Q: What do you enjoy the most about your job?

Moser: I was asked recently by someone what is my “why” for doing this job. The best way I could describe it was knowing that I’m a part of something that is bigger than myself. I love being able to be a part of a team that brings to life an artist’s vision and help them present it to their fans every night. Being able to look out and know everyone in the crowd is there feeling a connection in their own way to the artist on stage; it brings a feeling that is indescribable. Even after having toured for several years, I still get that feeling when I go to concerts. I love knowing that I can help bring that feeling to other people.

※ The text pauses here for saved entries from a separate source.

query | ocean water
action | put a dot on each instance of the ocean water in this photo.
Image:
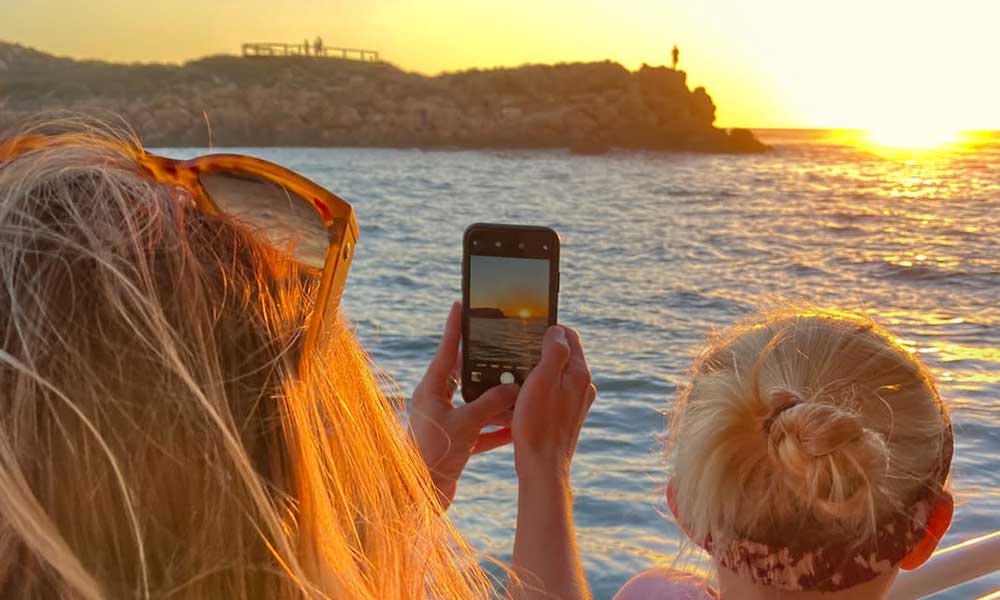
(513, 343)
(659, 249)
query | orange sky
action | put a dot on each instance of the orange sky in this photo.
(778, 63)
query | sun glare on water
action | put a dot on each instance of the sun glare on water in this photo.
(915, 137)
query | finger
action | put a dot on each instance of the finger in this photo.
(492, 439)
(493, 403)
(443, 362)
(555, 354)
(576, 367)
(504, 419)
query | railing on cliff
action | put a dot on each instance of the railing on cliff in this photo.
(282, 49)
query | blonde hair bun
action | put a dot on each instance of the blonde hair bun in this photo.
(803, 423)
(826, 455)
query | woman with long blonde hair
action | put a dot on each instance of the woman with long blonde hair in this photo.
(809, 456)
(160, 437)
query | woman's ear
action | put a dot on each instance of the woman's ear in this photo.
(937, 524)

When it comes to touring, I like the challenge of doing the same thing every day but in a completely different place. Sure, the venues all kind of look the same, and after a while, begin to blur together. However, each place has its own uniqueness that you must learn to work with. I feel like that’s what keeps this job from feeling too monotonous. It’s easy to look at touring as doing the same thing day in and day out: load in, do a show, load out.

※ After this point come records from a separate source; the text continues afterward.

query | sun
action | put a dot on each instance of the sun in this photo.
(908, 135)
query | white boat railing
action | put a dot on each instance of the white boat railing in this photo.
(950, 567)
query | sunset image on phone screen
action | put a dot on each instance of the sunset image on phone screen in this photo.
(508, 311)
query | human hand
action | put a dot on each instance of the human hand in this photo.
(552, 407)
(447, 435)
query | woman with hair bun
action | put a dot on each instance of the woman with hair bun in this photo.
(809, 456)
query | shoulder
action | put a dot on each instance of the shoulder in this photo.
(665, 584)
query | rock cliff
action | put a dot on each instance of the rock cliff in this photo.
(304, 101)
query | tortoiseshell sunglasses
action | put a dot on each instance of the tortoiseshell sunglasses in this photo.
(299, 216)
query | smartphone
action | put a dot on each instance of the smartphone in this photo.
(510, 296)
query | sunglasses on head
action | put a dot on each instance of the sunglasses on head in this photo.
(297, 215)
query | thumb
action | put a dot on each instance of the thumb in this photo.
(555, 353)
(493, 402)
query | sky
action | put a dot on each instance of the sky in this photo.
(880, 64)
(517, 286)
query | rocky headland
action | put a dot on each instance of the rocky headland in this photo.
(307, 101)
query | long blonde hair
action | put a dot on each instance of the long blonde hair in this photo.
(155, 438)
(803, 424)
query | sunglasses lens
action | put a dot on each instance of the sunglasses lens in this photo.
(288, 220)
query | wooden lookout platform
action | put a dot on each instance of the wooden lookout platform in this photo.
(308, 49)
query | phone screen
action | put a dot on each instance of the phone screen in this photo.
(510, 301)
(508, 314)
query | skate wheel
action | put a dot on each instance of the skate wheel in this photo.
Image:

However, every day provides its own set of challenges that keep you on your toes. At a given moment, I may be upset at the fact I’m having to do a parking lot party loadout while it’s snowing or that my points took an extra hour because rigging in the building is difficult, but I wouldn’t change it for the world.

Q: What do you like least?

Moser: Being away from loved ones for so long. It’s easy to feel like I’m missing out on big life events or even the simple joys of normal home life. My husband and I both toured and were even lucky enough to tour together for three years. Before that time, though, he was gone nearly 300 days a year, and I was usually on the road when he was home on a break. It was incredibly tough. Not to mention, with both of us on the road, it made having a dog next to impossible, something we both want very much.

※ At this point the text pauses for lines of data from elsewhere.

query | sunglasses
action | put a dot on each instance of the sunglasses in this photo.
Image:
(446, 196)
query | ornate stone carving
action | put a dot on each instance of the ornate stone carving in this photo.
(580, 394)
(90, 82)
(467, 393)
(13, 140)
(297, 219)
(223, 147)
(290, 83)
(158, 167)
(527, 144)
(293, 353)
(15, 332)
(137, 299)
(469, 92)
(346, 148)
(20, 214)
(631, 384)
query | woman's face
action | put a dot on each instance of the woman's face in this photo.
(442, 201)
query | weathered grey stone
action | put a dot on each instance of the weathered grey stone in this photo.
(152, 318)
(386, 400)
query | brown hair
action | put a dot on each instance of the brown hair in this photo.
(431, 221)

Q: What obstacles or barriers have you faced?

Moser: I remember when I first decided to pursue audio, there was a teacher who tried to discourage me from the career because “even though it may seem glamorous, most people don’t make it.” I’ve had to listen to my fair share of both off-handed and direct comments about being a woman in the industry. I can remember sitting in an internship interview and the person across the desk asked me, “Well, what are we supposed to do if a tour doesn’t want a woman on their crew? How would you feel about that?” I felt like it was a trick question, that no matter how I answered I’d get it wrong.

Even now, while rare, I’ll run across the occasional stagehand who seems to have a major issue with me right from the start. Sometimes it’s as subtle as an eyeroll and not listening. Other times it’s a more direct statement of “I don’t work with women.”

Q: How have you dealt with them?

Moser: The best way I’ve found to deal with it is to tune it all out and realize that it’s all just noise. Any person who doubts my abilities and refuses to look beyond my gender is not worth my time or worry. I’m thankful and very fortunate that any obstacles throughout the start of my career were rare, and the majority of teachers, professors and students during my high school and college experience were encouraging. I was not going to let the opinions of one or two people stop me from achieving my goals. Today, I have continued to surround myself with incredible people and work for a company that supports and lifts me up rather than tear me down.

Q: Advice for other women who wish to enter the field?

Moser: Never compare your path to somebody else’s. It’s so easy to get caught up in how much more knowledgeable another person may be or how many other tours that person has done. There may be times where you feel stuck but use that feeling and forage your own way. Never stop learning and never stop growing.